I also learned just how much of a difference the entire experience can feel depending on who the models are. I ended up having four or five photoshoot sessions across the weekend, with different people, and to be honest towards the end of the con I wasn’t sure if I wanted to do anything like this again until I was more comfortable with the process. But the last session I had had such a different energy from the previous ones.

The models for my first sessions always ran into issues right before the photoshoots, from time constraints to realizing they lost a personal possession right as we were about to start shooting, so it was difficult to get a sense of how much they were really in the mindset of doing the photoshoot. They kind of rushed right into starting (and out of it- I don’t think they even said goodbye!), and in retrospect I think they may have been new to the process themselves and were possibly as unconfident as I was.
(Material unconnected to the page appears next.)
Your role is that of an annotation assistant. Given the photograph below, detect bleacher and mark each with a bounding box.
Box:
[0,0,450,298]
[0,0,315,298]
But I would try ask them what kind of photos they wanted and they didn’t have any strong ideas, which is fine, and I did my best to find references we could use for photo ideas. But it definitely felt like going through motions of getting photos taken and I couldn’t get a strong two-way communication going. They felt pretty reserved in their responses, so it was hard to get a read on how they felt a lot of the time.

I was wiped out by them and missed doing the regular hallway shots I used to do.

But the last session, which was also with a group that didn’t have photoshoot experience before, were way more chatty, lively, and had lots of ideas for the kinds of photos they were looking for. And it was such a widely different experience when everyone seems actively enthused with photoshoot. I felt a lot more comfortable trying out ideas when everyone seemed okay with some ideas failing, and I openly appreciated when one of their friends, who was just hanging around, figured out how to pull off a composition idea the models were requesting after I couldn’t figure it out*. So while the first shoots kind of demoralizing, this one was kind of energizing.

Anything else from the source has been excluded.